Documents presented to the Senate revealed that out of 34 companies awarded waivers, 10 were from Uganda, while the remainder were from Kenya, Congo, South Sudan, Brazil, the DRC, Tanzania, and Hong Kong
By The Weekly Vision Investigations Team
A Senate Committee on Roads, Transport, and Housing has launched an investigation into the Kenya Ports Authority (KPA) following revelations that the authority issued tax waivers totalling Ksh 1.4 billion in the 2023/2024 financial year. The committee is chaired by Kiambu Senator Karungo Thang’wa. The team is probing claims that these waivers may have been misused as a conduit for corruption.
The committee has expressed concern over significant financial losses attributed to these waivers, specifically noting that Uganda has been a major beneficiary. Senator Thang’wa emphasized the need to thoroughly investigate the situation, stating, “One area where KPA is accused of being exploited for corruption is the waiver issue. We need to scrutinize this matter further.” He added, “Many of the companies receiving these waivers are from Uganda. Some justifications, like an accident involving a company owner’s son, seem questionable. We need to ensure clarity on these matters, even if it involves meeting the individuals involved. There are suspicions that some may be profiting from this situation.”
Nairobi Senator Edwin Sifuna criticized KPA’s explanations for granting waivers, which they attribute to reasons such as court orders and health issues. He found these explanations unconvincing. Documents presented to the Senate revealed that out of 34 companies awarded waivers, 10 were from Uganda, while the remainder were from Kenya, Congo, South Sudan, Brazil, the DRC, Tanzania, and Hong Kong. From July 1, 2023, to September 30, 2023, KPA issued waivers totaling $2,751,834.51 (approximately Ksh 352.2 million) to 139 applicants, despite 194 entities applying for waivers. The documents detail that 105 of these applications, each below Ksh 2 million per bill of lading, received waivers totalling USD 617,894. Meanwhile, 34 applications exceeding this threshold were granted waivers amounting to USD 2,133,939.2.
KPA Managing Director William Ruto defended the waiver policy, asserting that waivers are governed by established guidelines. He confirmed that KPA granted a total of $11.4 million in waivers during the year, primarily for storage-related charges. Although this represents only 2% of the Ksh 67 billion KPA earned during the year, Ruto pointed out that most port revenues come from areas other than storage. He noted that dry ports aim to avoid excessive storage, as overfilled facilities are considered inefficient, and efforts are made to expedite cargo clearance upon arrival.

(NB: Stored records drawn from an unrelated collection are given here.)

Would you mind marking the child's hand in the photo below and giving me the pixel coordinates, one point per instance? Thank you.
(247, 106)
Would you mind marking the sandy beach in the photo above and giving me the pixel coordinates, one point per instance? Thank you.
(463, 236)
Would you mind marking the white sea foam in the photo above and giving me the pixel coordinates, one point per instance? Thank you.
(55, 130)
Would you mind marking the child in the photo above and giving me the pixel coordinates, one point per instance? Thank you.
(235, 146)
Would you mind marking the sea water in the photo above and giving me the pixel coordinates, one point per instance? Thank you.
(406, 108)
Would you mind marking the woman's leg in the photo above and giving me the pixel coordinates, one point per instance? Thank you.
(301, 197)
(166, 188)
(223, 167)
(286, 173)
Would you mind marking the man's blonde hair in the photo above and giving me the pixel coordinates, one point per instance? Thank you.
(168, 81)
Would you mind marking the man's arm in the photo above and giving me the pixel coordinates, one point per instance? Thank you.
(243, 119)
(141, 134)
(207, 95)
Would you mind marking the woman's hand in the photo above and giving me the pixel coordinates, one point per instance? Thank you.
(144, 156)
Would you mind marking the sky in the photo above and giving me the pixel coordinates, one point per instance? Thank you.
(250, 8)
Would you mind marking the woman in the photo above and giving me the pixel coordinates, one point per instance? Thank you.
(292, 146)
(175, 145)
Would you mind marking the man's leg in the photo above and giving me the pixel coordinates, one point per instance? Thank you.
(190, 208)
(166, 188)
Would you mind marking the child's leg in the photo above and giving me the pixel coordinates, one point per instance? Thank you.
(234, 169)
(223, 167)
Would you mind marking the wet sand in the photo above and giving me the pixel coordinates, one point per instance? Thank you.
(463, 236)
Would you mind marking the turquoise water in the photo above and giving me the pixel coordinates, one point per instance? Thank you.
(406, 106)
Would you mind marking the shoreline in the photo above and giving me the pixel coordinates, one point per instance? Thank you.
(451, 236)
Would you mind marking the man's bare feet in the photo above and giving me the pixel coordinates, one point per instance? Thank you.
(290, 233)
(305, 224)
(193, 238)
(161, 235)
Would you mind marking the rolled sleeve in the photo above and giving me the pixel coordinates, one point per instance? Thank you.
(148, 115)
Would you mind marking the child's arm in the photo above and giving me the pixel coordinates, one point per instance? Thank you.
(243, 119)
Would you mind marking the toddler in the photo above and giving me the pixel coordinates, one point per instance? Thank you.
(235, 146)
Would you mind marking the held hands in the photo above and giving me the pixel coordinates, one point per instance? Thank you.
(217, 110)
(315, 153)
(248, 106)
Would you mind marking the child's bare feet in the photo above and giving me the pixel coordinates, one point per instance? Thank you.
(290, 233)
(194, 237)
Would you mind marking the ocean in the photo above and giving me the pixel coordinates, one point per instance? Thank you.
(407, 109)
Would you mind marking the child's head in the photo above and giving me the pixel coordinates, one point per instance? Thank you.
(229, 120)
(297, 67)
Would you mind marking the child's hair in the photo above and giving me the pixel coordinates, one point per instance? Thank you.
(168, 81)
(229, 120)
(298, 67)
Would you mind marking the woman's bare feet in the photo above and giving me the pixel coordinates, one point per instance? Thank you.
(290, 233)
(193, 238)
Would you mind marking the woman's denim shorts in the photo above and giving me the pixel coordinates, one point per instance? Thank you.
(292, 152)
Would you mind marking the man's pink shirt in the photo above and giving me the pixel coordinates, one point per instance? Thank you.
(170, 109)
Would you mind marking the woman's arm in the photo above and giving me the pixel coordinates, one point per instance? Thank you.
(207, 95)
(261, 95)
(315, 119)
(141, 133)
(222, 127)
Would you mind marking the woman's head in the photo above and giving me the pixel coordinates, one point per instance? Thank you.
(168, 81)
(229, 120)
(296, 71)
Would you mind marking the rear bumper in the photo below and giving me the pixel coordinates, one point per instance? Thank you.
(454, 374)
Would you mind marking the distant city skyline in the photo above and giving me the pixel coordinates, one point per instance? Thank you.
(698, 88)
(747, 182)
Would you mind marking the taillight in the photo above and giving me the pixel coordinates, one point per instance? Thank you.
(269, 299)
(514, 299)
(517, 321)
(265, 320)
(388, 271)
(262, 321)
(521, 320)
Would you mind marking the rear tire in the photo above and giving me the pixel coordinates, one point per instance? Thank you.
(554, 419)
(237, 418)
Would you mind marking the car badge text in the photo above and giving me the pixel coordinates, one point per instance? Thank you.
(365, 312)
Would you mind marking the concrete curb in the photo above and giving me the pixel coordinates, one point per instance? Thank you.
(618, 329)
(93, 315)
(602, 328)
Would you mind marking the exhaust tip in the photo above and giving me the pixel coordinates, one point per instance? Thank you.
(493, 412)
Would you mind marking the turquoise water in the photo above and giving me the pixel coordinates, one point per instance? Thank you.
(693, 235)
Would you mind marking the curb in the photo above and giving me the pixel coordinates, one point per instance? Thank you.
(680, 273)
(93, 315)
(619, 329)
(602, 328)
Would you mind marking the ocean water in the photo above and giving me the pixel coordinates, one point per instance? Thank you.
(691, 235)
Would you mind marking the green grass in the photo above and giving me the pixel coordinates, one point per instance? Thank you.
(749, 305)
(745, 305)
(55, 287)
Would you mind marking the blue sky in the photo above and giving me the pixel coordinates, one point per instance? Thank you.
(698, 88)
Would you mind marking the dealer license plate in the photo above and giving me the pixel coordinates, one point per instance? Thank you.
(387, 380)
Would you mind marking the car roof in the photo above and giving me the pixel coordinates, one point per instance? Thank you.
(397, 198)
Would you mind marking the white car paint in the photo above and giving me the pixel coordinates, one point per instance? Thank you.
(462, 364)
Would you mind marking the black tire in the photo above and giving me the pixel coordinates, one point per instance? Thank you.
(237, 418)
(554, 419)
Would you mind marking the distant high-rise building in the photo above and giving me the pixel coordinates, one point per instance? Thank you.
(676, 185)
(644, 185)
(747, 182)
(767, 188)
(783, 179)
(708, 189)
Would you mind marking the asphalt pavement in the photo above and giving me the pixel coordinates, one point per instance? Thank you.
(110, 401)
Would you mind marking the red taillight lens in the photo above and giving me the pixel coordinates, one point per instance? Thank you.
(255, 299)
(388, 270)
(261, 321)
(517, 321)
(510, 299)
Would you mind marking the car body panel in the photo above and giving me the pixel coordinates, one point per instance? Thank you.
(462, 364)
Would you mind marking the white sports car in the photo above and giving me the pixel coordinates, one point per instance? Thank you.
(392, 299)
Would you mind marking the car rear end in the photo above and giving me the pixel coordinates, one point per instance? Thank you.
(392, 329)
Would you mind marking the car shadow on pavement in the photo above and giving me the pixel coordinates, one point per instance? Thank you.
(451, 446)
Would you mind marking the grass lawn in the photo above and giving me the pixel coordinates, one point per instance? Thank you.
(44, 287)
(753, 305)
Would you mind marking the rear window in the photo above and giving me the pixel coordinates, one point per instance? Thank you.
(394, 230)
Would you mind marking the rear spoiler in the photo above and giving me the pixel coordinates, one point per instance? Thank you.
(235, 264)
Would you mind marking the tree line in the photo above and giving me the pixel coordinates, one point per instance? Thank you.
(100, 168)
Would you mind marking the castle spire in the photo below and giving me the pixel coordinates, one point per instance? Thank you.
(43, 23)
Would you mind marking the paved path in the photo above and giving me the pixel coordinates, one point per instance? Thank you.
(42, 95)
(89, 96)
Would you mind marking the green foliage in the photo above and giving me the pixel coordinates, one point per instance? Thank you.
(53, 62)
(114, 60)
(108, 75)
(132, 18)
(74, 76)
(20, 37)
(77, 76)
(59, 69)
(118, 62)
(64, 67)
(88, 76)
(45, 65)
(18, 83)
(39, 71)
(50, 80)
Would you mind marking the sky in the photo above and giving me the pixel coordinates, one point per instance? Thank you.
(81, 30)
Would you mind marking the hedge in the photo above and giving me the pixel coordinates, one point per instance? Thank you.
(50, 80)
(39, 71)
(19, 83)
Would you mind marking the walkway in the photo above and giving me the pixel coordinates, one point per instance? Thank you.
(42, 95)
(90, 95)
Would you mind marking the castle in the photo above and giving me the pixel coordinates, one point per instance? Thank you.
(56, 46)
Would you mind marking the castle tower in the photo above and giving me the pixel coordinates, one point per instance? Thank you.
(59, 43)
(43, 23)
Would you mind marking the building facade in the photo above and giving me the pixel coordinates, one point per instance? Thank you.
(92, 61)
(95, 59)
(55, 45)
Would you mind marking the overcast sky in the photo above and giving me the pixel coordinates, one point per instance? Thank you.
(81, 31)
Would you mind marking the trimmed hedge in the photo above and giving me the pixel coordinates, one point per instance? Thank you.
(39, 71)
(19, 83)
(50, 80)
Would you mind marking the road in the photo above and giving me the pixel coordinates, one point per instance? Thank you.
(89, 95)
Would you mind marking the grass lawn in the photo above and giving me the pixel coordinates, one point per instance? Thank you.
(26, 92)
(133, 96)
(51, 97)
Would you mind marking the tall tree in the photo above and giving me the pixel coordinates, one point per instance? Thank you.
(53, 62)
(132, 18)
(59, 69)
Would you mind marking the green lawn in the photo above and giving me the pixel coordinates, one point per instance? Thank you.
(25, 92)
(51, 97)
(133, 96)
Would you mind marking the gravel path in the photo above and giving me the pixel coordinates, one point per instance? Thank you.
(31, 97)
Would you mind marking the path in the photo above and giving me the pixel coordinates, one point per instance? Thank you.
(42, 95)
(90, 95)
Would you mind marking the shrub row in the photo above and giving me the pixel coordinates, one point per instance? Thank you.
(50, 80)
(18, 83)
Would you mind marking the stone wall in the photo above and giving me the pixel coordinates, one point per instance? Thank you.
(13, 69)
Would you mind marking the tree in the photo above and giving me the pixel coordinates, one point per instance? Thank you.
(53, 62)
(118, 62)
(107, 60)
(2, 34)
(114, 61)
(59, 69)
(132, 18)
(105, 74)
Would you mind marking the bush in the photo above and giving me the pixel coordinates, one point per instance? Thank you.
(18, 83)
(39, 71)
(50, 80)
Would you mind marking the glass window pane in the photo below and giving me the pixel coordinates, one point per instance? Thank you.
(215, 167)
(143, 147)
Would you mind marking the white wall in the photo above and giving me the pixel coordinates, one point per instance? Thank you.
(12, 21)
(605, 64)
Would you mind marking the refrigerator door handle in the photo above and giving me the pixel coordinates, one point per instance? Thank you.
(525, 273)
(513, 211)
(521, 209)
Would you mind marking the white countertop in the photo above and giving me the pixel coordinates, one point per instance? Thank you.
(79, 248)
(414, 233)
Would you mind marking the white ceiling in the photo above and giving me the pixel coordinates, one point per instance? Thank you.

The documents indicate that some companies, particularly in Uganda, received significant waivers. For instance, a company named Semanda Aron was granted a waiver of $29,274 (Ksh 3.7 million) on a storage charge of $46,470 (Ksh 5.9 million) due to delays caused by an accident involving the cargo owner’s son. Similarly, Swazi Tea Company Limited was granted a waiver of $16,500 (Ksh 2.1 million) out of a total storage charge of $33,000 (Ksh 4.2 million) due to shipping document issues. Another company, Somdiam Limited, received a waiver of $41,445 (Ksh 4.973 million) on a storage cost of $30,760 (Ksh 3.93 million) because of delays in obtaining necessary shipping documents.
These findings highlight potential irregularities and misuse in the issuance of tax waivers by KPA, prompting calls for a more in-depth examination and accountability.